I one had a colleague who explained version control very elegantly.
‘copy and paste is the one true evil.’ - colleague/friend
To be honest, I use this all the time when I try to explain the usefulness of version control. When you copy and paste, you now have two completely separate datasets that know nothing about each other. When one is updated, the other falls behind and trying to keep them smartly in sync can become futile. With version control, we can checkout a copy, make changes, and commit them back to the remote repository. If updates need to be rolled back, we can easily revert them.
Why GIS Needs It
Technically, Esri has been using versioning in enterprise geodatabase solutions for some time now. It allows concurrent editing of a geodatabase, conflict management, and the ability to revert to a previous state. However, it requires complex setup and the need to be in the Esri environment.
I’ll be the first to admit my working project folders usually have about 10+ versions of the same dataset. GIS analysts are always worried about needing to revert their edits or make a backup in the event of bad edits. When I worked for the City of Charleston, most of my work was with the planning department. My ‘final changes’ were never actually final and I would gulp when I heard the phrase “let’s go back to the version we used for the last city council meeting…”. If your like me, you have a folder that looks like this:
bike_route_01152014.shp bike_route_01202014.shp bike_route_proposal1.shp bike_route_final.shp bike_route_final2.shp bike_route_final_for_real.shp
This is a one simple example of why we need version control… badly.
Another reason is making sure your team is always working with the latest data. Even if everybody is working on a local clone of a spatial dataset, they could run a quick pull command at anytime and retrieve the most up to date data.
Why Not Just Use Git?
Current version control systems like git work great for text. The flawlessly track what text was added or removed, and this provides the information we need to understand changes. Spatial data is binary, and although current systems will track the changes, it doesn’t provide us with much insight into what changed. If we wanted to understand what changes were made in our latest commit, we would only see that a bunch of 1’s and 0’s changed… not much help. What we need to see is how many features were added, modified, or removed and on which dataset.
GeoGig (previouly GeoGit) is a distributed version control system (DVCS) for geospatial data. The ‘distributed’ term is important and follows closer to the architecture of Git than SVN (google git vs svn for more info). The software is open source, and currently maintained by the Eclipse Foundation and formerly maintained by BoundlessGeo. A disclaimer on the GeoGig site states that is in ‘development’ and considered unstable. In my short experience with the software, it worked great, but I would not yet use this in a full production environment.

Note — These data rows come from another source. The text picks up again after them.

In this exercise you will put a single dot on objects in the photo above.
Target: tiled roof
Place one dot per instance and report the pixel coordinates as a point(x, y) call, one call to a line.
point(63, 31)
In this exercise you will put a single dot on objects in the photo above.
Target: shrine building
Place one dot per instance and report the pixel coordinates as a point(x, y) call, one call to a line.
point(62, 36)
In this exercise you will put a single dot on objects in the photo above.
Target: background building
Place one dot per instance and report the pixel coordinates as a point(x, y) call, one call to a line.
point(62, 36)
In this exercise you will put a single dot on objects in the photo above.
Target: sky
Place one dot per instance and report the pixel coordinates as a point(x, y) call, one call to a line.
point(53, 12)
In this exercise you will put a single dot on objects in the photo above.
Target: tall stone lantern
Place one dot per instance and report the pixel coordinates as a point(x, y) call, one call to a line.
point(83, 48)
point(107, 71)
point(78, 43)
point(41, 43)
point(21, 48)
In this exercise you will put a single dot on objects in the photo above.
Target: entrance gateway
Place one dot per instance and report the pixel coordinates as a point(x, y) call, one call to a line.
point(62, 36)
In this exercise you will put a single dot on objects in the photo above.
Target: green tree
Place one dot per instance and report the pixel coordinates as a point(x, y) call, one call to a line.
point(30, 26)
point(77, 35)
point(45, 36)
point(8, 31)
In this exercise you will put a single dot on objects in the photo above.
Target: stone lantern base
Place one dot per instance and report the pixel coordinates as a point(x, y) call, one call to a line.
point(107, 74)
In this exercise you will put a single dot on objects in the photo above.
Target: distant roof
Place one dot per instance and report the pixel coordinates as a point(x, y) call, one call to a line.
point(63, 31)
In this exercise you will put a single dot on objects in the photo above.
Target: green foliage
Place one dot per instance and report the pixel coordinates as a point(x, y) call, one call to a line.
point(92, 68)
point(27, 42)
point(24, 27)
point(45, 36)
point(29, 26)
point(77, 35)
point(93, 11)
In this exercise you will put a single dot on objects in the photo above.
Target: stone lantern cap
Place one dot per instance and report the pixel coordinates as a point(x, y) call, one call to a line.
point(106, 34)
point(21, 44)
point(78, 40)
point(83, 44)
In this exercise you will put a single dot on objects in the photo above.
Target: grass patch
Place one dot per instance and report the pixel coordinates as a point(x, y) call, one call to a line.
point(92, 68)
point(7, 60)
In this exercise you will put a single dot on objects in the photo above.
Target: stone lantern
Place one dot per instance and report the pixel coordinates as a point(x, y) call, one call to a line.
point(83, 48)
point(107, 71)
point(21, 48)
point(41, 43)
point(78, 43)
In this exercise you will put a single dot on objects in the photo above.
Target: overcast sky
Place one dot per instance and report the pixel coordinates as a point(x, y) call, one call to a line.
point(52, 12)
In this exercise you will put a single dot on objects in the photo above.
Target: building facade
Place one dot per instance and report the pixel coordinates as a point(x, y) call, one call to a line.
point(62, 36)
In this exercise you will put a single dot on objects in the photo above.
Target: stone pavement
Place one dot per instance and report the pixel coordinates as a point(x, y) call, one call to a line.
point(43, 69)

I would love to see GeoGig developed to be stable enough to use as a reliable tool for spatial data version control.
GeoGig Sample Workflow
I would recommend following the Getting Started guide for downloading and getting up and running with GeoGig. The following workflow will demonstrate the following scenario:
You are working in a team environment editing bike routes. The shapefile needs to be accessible on your local computer for when you are editing in the field and taking work home. You also need to push your changes to a shared network drive and pull down changes that other editors are doing. I will assume you are working in a windows environment.
On your (S:) shared drive, initialize a GeoGig repository. This is where your master repo will live, and will act like a library for users to check out and back in their edits.

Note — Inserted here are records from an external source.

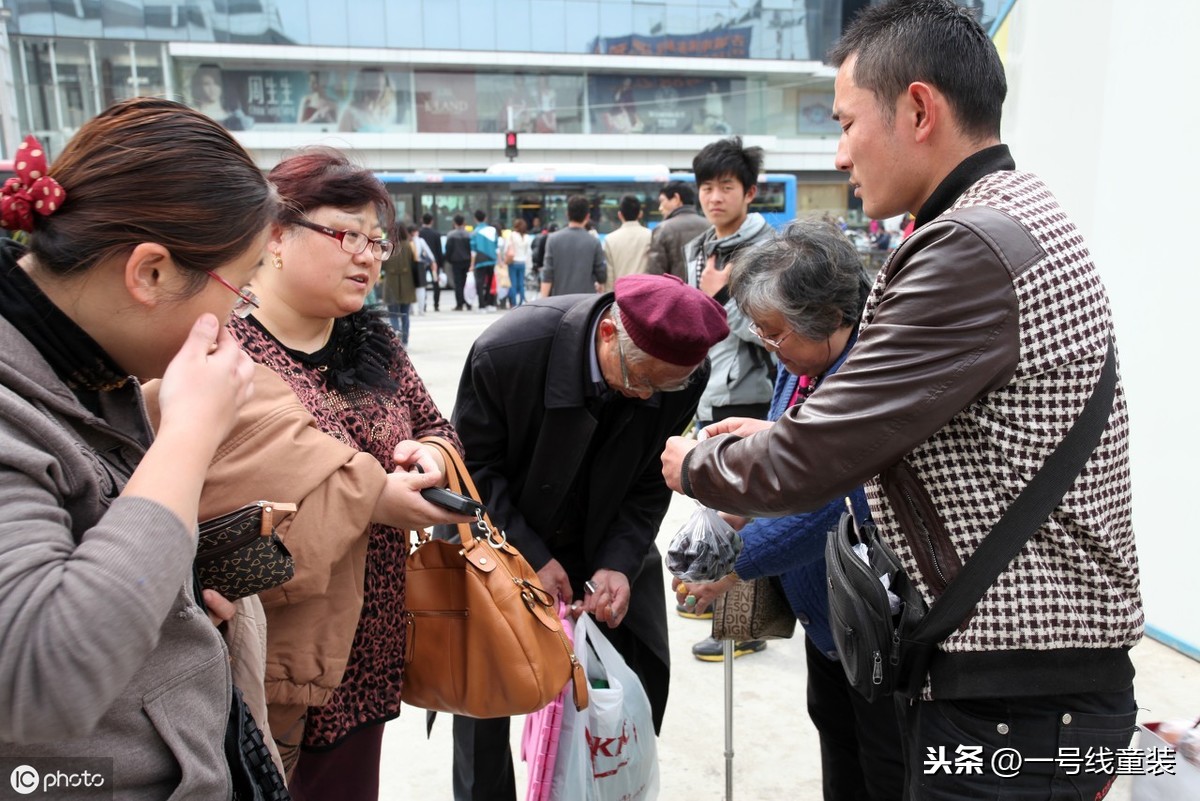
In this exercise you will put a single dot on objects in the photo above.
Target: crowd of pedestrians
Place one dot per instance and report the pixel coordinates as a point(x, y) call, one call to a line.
point(184, 335)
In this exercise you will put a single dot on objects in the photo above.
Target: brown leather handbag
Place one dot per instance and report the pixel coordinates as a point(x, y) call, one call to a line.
point(484, 637)
point(754, 609)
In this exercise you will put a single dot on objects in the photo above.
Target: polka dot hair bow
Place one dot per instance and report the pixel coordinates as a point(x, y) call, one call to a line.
point(30, 190)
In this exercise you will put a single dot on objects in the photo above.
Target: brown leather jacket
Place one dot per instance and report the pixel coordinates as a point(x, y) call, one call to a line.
point(275, 452)
point(982, 339)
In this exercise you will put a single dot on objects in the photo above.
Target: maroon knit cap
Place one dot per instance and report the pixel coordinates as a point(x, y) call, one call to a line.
point(669, 319)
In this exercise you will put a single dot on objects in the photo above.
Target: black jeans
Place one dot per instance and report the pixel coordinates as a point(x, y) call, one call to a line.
point(484, 285)
point(436, 288)
point(460, 283)
point(1017, 748)
point(862, 757)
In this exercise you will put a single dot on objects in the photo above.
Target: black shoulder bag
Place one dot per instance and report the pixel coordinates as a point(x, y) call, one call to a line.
point(886, 651)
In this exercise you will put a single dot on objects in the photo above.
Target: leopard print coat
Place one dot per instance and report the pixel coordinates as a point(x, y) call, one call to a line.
point(363, 390)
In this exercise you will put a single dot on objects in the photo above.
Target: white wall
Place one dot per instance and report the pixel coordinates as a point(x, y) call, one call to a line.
point(1103, 106)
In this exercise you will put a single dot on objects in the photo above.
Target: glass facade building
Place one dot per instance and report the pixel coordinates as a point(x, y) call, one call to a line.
point(432, 84)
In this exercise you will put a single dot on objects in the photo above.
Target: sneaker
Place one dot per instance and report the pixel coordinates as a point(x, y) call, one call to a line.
point(713, 650)
point(690, 614)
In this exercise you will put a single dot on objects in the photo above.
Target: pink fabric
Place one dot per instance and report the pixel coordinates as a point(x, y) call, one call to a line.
point(539, 741)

S:master_routes> geogig init
This will create a .geogig directory that will track all of your changes, among other things. You will need to import your bike_routes shapefile which can be anywhere. For this example I will assume it’s in the same folder as your newly created GeoGig repository. Think of this step as putting it into a warehouse.
S:master_routes> geogig shp import ./bike_routes.shp
Now that it is in the warehouse, you need add it to a loading dock - like location before committing it entirely. Only changes will be added, and in our initial case will be all of our existing features in bike_routes.
S:master_routes> geogig add
This is the equivalent of ‘add all changes’ to our loading dock to be shipped from the warehouse. Next we will commit our added changes, which is like putting it on the truck.
S:master_routes> geogig commit -m "Add initial commit of bike routes"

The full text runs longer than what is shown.